Nik Sakellariou: „Landesregierung will eigene Abschiebungspolitik mit selektiven Angaben über die Menschenrechtslage rechtfertigen“

Die SPD-Landtagsfraktion ist empört über den Umgang der Landesregierung mit Informationen des Hohen Flüchtlingskommissars der Vereinten Nationen (UNHCR) zur Situation der Roma im Kosovo. Offensichtlich würden diese Informationen verkürzt dargestellt, um künftig Abschiebungen zu rechtfertigen. „Die Landesregierung muss die vom UNHCR geschilderte Schutzbedürftigkeit der Roma beachten und entsprechend auf ihre Rückführung in den Kosovo grundsätzlich verzichten“, forderte Nik Sakellariou, Integrationspolitischer Sprecher der Fraktion.

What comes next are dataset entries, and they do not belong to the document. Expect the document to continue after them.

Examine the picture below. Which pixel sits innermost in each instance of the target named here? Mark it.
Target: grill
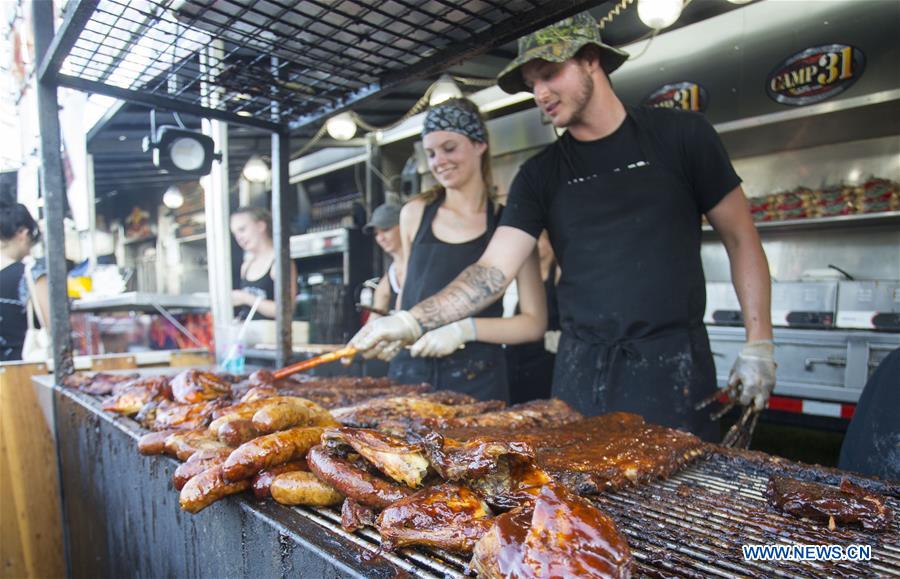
(690, 525)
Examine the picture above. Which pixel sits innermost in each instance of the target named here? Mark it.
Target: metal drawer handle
(830, 360)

Innenminister Rech will dagegen mit Abschiebungen von Roma in den Kosovo beginnen und verweist in seiner Antwort auf eine Anfrage Sakellarious (Drucksache 14/4839) auch auf ein Schreiben des Hohen Flüchtlingskommissars. Danach plädiere der UNHCR dafür, „die Rückführung vorsichtig zu gestalten und angemessen zu begrenzen“. Sakellariou betonte aber, dass dieses Zitat keine Abschiebung von Roma rechtfertige. Denn die Aussage beziehe sich nur auf nicht oder nicht länger schutzwürdige Personen, wie der UNHCR in einem Schreiben an Sakellariou versicherte. Dagegen stuft der UNHCR die Angehörigen der Roma ausdrücklich nach wie vor als schutzbedürftig ein. Der Hohe Flüchtlingskommissar hatte der Landesregierung auch mitgeteilt, dass nach seiner Auffassung Angehörige der Roma „nichts zwangsweise“ in das Kosovo zurückgeführt werden. Dies wurde in der Antwort des Innenministers unterschlagen. „Die Antwort Rechs zeugt von einer ausgesprochen selektiven Wahrnehmung“, sagte der SPD-Abgeordnete.

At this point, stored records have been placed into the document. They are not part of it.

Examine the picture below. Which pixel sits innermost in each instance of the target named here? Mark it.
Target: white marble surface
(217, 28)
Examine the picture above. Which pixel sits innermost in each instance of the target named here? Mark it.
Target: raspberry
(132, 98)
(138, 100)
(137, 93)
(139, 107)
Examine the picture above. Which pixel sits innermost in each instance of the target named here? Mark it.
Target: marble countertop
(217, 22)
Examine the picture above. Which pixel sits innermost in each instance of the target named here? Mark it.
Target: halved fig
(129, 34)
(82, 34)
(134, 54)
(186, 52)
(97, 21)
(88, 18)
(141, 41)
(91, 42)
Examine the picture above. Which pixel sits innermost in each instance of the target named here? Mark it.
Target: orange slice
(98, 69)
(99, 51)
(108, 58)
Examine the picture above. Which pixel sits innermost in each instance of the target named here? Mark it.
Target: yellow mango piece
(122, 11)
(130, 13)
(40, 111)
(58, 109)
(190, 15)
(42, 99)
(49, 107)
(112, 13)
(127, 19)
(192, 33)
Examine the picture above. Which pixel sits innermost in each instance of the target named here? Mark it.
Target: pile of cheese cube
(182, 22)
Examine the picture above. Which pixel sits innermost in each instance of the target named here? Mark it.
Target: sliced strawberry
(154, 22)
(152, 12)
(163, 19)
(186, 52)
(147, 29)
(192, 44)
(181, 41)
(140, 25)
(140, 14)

Das werde auch bei dem Verweis Rechs auf einen Bericht des Menschenrechtskommissars des Europarats deutlich. Der Minister verweist auf einen Halbsatz in diesem Bericht, wonach sich die Sicherheitslage im Kosovo hinsichtlich der ethnischen Minderheiten gebessert habe. Verschwiegen werde aber der zweite Satzteil mit der Feststellung, dass sich die inter-ethnischen Spannungen im Kosovo verstärkt hätten. Genau dies sei aber wichtig, um die Sicherheitslage für die Roma richtig beurteilen zu können, erklärte der Abgeordnete. Auch die folgenden Kapitel des Berichts beschäftigten sich explizit mit der Situation der Roma. Der Menschenrechtskommissar empfehle schließlich, dass die Regierungen Europas darauf verzichten sollten, Minderheiten in den Kosovo abzuschieben, bis die Situation für sie sicherer geworden sei. Auch dies werde in der Antwort der Regierung nicht erwähnt.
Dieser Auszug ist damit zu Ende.